Ahora alguien podrá pensar: “y qué, yo puedo pensar lo que quiera porque comparto ideas de unos y de otros”. Sí, poderse se puede. Es incoherente, pero se puede. El camino de la vida está plagado de incoherencias. La cuestión es que nuestra incoherencia, nuestra inconsciencia, nuestra falta de ética y educación cívica es la que hace que seamos fáciles de oprimir. El sistema donde vivimos se beneficia de nuestra inconsciencia. Tardamos demasiado poco en aceptar recortes de derechos y libertades, porque no sabemos qué implica en realidad el concepto de derecho y también porque prima la idea de esto es así, porque es así. El día que nos damos cuenta de esa pérdida, ya no será pérdida porque el derecho habrá dejado de existir y no se puede echar de menos algo que no se tiene –el doblepiensa de Orwell es un claro ejemplo literario de esto.

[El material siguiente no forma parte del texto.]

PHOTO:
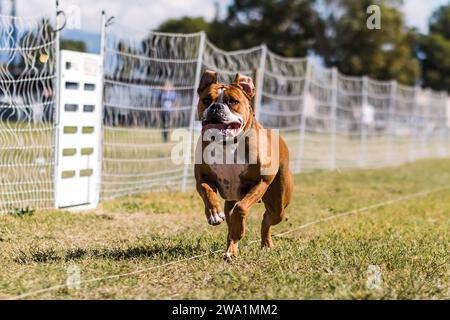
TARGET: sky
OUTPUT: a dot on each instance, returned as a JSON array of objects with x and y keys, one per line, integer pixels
[{"x": 148, "y": 14}]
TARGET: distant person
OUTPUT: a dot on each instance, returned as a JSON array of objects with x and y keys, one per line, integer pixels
[{"x": 168, "y": 99}]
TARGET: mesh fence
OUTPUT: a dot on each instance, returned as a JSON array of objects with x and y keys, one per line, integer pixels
[
  {"x": 328, "y": 120},
  {"x": 149, "y": 85},
  {"x": 27, "y": 104}
]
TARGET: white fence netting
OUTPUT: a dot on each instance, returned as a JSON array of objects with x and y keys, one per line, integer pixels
[
  {"x": 149, "y": 85},
  {"x": 328, "y": 120},
  {"x": 27, "y": 104}
]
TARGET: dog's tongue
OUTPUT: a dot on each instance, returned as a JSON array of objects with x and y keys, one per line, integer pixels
[
  {"x": 231, "y": 129},
  {"x": 217, "y": 126}
]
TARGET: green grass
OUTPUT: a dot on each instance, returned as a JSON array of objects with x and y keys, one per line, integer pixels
[{"x": 408, "y": 240}]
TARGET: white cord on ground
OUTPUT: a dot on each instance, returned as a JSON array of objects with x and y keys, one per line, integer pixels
[{"x": 127, "y": 274}]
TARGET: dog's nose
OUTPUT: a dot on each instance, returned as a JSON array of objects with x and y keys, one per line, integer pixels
[{"x": 216, "y": 107}]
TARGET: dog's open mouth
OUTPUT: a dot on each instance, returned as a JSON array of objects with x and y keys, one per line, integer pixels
[{"x": 225, "y": 129}]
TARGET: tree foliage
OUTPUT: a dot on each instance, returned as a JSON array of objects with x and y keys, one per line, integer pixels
[
  {"x": 336, "y": 31},
  {"x": 383, "y": 54},
  {"x": 435, "y": 51}
]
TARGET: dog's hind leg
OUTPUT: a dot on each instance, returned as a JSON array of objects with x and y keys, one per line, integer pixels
[
  {"x": 228, "y": 207},
  {"x": 270, "y": 219}
]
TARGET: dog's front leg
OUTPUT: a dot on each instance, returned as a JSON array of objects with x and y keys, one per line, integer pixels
[
  {"x": 238, "y": 215},
  {"x": 214, "y": 213}
]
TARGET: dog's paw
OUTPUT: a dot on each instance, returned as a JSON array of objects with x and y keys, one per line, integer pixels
[
  {"x": 216, "y": 219},
  {"x": 228, "y": 257}
]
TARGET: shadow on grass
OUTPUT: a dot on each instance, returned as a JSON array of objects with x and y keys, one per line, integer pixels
[{"x": 162, "y": 250}]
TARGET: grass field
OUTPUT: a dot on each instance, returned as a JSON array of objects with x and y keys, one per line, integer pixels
[{"x": 408, "y": 241}]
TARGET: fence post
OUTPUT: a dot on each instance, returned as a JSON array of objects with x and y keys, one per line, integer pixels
[
  {"x": 188, "y": 146},
  {"x": 364, "y": 104},
  {"x": 413, "y": 127},
  {"x": 57, "y": 84},
  {"x": 260, "y": 81},
  {"x": 102, "y": 103},
  {"x": 302, "y": 128},
  {"x": 390, "y": 123},
  {"x": 333, "y": 118}
]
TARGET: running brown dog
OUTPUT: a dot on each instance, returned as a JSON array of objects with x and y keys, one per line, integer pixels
[{"x": 226, "y": 110}]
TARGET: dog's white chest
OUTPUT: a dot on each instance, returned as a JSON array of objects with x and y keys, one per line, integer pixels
[{"x": 229, "y": 179}]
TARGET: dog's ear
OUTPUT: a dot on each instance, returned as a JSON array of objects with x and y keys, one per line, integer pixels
[
  {"x": 246, "y": 84},
  {"x": 208, "y": 78}
]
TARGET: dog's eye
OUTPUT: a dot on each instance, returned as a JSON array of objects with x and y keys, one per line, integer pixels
[
  {"x": 207, "y": 101},
  {"x": 232, "y": 102}
]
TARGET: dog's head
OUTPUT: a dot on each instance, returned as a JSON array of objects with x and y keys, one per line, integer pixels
[{"x": 225, "y": 107}]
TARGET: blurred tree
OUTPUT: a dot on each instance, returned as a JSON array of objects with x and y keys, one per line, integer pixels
[
  {"x": 355, "y": 49},
  {"x": 288, "y": 27},
  {"x": 184, "y": 25},
  {"x": 434, "y": 51}
]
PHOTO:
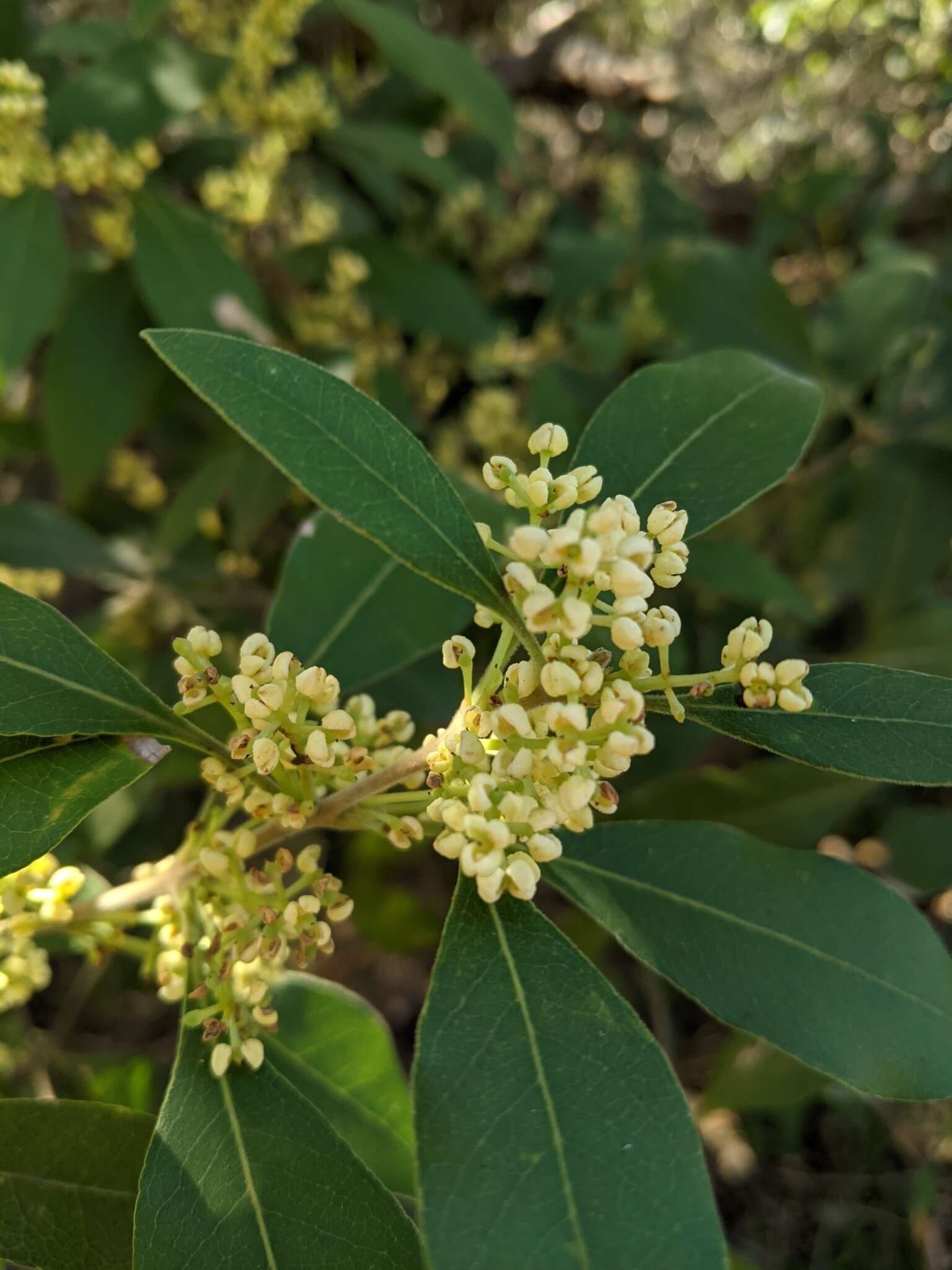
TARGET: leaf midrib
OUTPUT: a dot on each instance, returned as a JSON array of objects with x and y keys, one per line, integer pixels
[
  {"x": 568, "y": 1192},
  {"x": 746, "y": 922}
]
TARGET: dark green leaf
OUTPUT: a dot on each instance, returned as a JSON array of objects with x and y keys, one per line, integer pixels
[
  {"x": 442, "y": 65},
  {"x": 69, "y": 1181},
  {"x": 98, "y": 381},
  {"x": 772, "y": 798},
  {"x": 135, "y": 92},
  {"x": 40, "y": 536},
  {"x": 182, "y": 267},
  {"x": 714, "y": 296},
  {"x": 550, "y": 1128},
  {"x": 247, "y": 1171},
  {"x": 33, "y": 269},
  {"x": 55, "y": 682},
  {"x": 866, "y": 721},
  {"x": 738, "y": 572},
  {"x": 711, "y": 432},
  {"x": 47, "y": 789},
  {"x": 343, "y": 450},
  {"x": 815, "y": 956},
  {"x": 423, "y": 296},
  {"x": 338, "y": 591},
  {"x": 351, "y": 1072}
]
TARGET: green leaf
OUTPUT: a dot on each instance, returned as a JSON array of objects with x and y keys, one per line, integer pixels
[
  {"x": 551, "y": 1130},
  {"x": 55, "y": 682},
  {"x": 866, "y": 721},
  {"x": 346, "y": 451},
  {"x": 41, "y": 536},
  {"x": 738, "y": 572},
  {"x": 248, "y": 1171},
  {"x": 362, "y": 591},
  {"x": 135, "y": 92},
  {"x": 47, "y": 789},
  {"x": 182, "y": 267},
  {"x": 815, "y": 956},
  {"x": 423, "y": 296},
  {"x": 711, "y": 432},
  {"x": 442, "y": 65},
  {"x": 772, "y": 798},
  {"x": 98, "y": 383},
  {"x": 33, "y": 269},
  {"x": 69, "y": 1181},
  {"x": 714, "y": 295},
  {"x": 342, "y": 1049}
]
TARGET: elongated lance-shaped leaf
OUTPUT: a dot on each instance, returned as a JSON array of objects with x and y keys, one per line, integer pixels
[
  {"x": 866, "y": 721},
  {"x": 337, "y": 591},
  {"x": 342, "y": 1048},
  {"x": 551, "y": 1130},
  {"x": 247, "y": 1171},
  {"x": 711, "y": 432},
  {"x": 346, "y": 451},
  {"x": 56, "y": 682},
  {"x": 68, "y": 1183},
  {"x": 47, "y": 789},
  {"x": 810, "y": 953}
]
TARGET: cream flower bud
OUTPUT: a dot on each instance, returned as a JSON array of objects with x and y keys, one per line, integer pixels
[
  {"x": 494, "y": 469},
  {"x": 340, "y": 723},
  {"x": 490, "y": 886},
  {"x": 550, "y": 437},
  {"x": 266, "y": 756},
  {"x": 559, "y": 680},
  {"x": 319, "y": 686},
  {"x": 253, "y": 1052},
  {"x": 527, "y": 541},
  {"x": 258, "y": 646},
  {"x": 626, "y": 633},
  {"x": 545, "y": 848},
  {"x": 221, "y": 1060},
  {"x": 457, "y": 648}
]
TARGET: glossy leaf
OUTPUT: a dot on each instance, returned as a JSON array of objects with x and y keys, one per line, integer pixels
[
  {"x": 711, "y": 432},
  {"x": 342, "y": 1048},
  {"x": 444, "y": 66},
  {"x": 815, "y": 956},
  {"x": 33, "y": 270},
  {"x": 551, "y": 1130},
  {"x": 248, "y": 1171},
  {"x": 338, "y": 591},
  {"x": 47, "y": 789},
  {"x": 343, "y": 450},
  {"x": 866, "y": 721},
  {"x": 785, "y": 803},
  {"x": 68, "y": 1184},
  {"x": 41, "y": 536},
  {"x": 55, "y": 681},
  {"x": 182, "y": 267},
  {"x": 421, "y": 295},
  {"x": 88, "y": 412},
  {"x": 738, "y": 572}
]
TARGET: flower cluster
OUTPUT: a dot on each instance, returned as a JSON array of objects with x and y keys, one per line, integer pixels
[
  {"x": 32, "y": 898},
  {"x": 542, "y": 742}
]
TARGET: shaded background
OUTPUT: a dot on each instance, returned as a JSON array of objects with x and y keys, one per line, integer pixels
[{"x": 654, "y": 179}]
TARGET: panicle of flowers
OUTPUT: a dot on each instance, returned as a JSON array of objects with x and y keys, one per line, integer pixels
[{"x": 539, "y": 751}]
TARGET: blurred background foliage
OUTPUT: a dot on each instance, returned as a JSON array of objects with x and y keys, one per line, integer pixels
[{"x": 488, "y": 215}]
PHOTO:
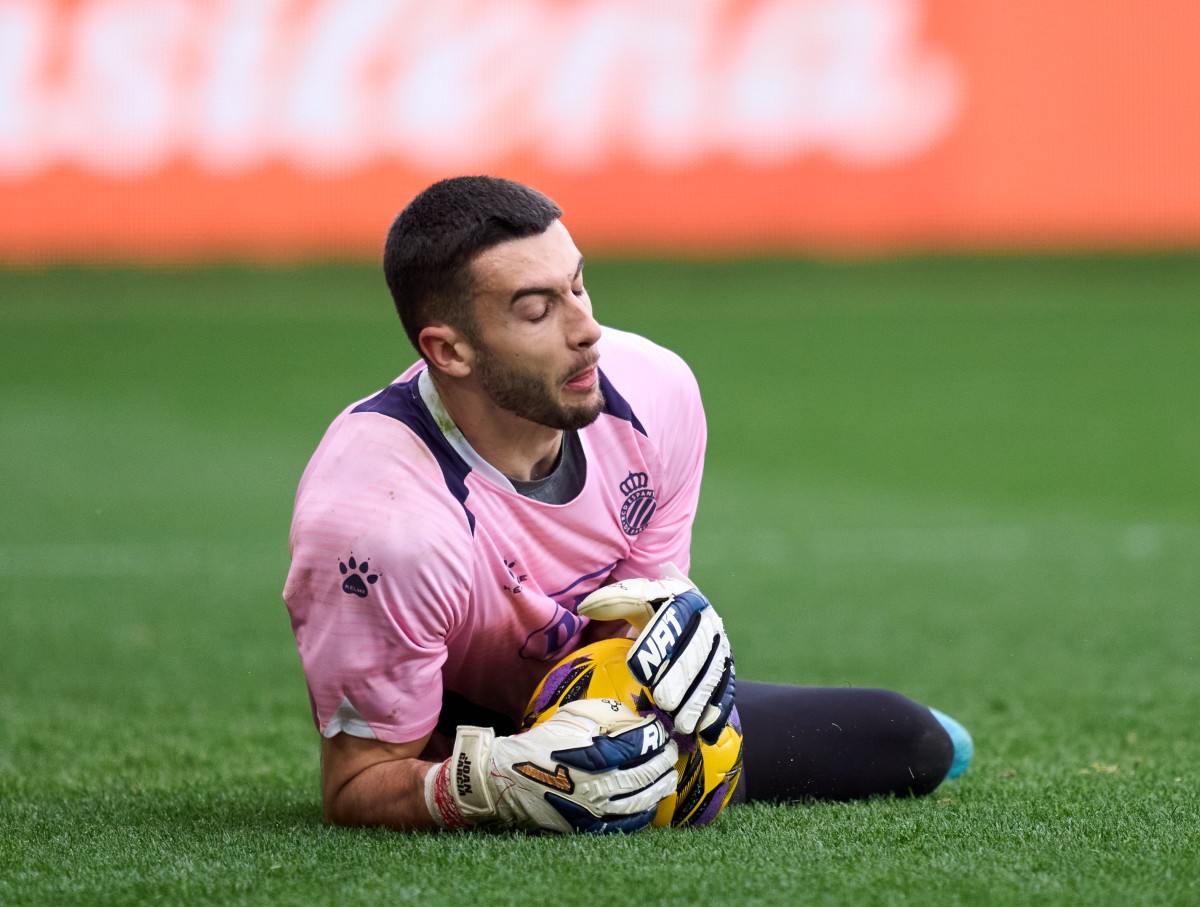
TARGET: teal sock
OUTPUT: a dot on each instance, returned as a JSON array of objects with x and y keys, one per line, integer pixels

Por esto, cualquier persona puede llamar a otra antisistema de forma peyorativa y a la vez haber hecho pellas en el colegio, comprar alcohol siendo menor de edad, darse a la fuga de un control de alcoholemia, irse de putas y Bourbon, protestar enérgicamente por una multa de tráfico en la barra de un bar de barrio, cagarse en la policía local y a la vez amar a los Cuerpos de Seguridad del Estado, insultar a homosexuales y a inmigrantes, hacer trapicheos y evadir impuestos, agredir sexualmente a mujeres semanalmente y cosificarlas, decir que todas las mujeres son unas putas y que tu madre es una santa o desear que una única persona sea la que tome las decisiones de todo un pueblo. Pero claro, antisistema es un simple significante que toma forma en la individualidad de cada mente. Cualquiera que ataque tu sistema, por inhumano que pueda ser, es para ti antisistema. Por eso para mí, con todas mis incoherencias, errores y estupideces que he cometido y cometeré, el antisistema es más aquella persona que hace todo lo anterior. Porque mi sistema, el que defiendo, es el de la misma humanidad y cualquier persona que vulnere mi sistema, está atacándolo. Y como es mi paja mental, me da gustico. Seré un inconsciente.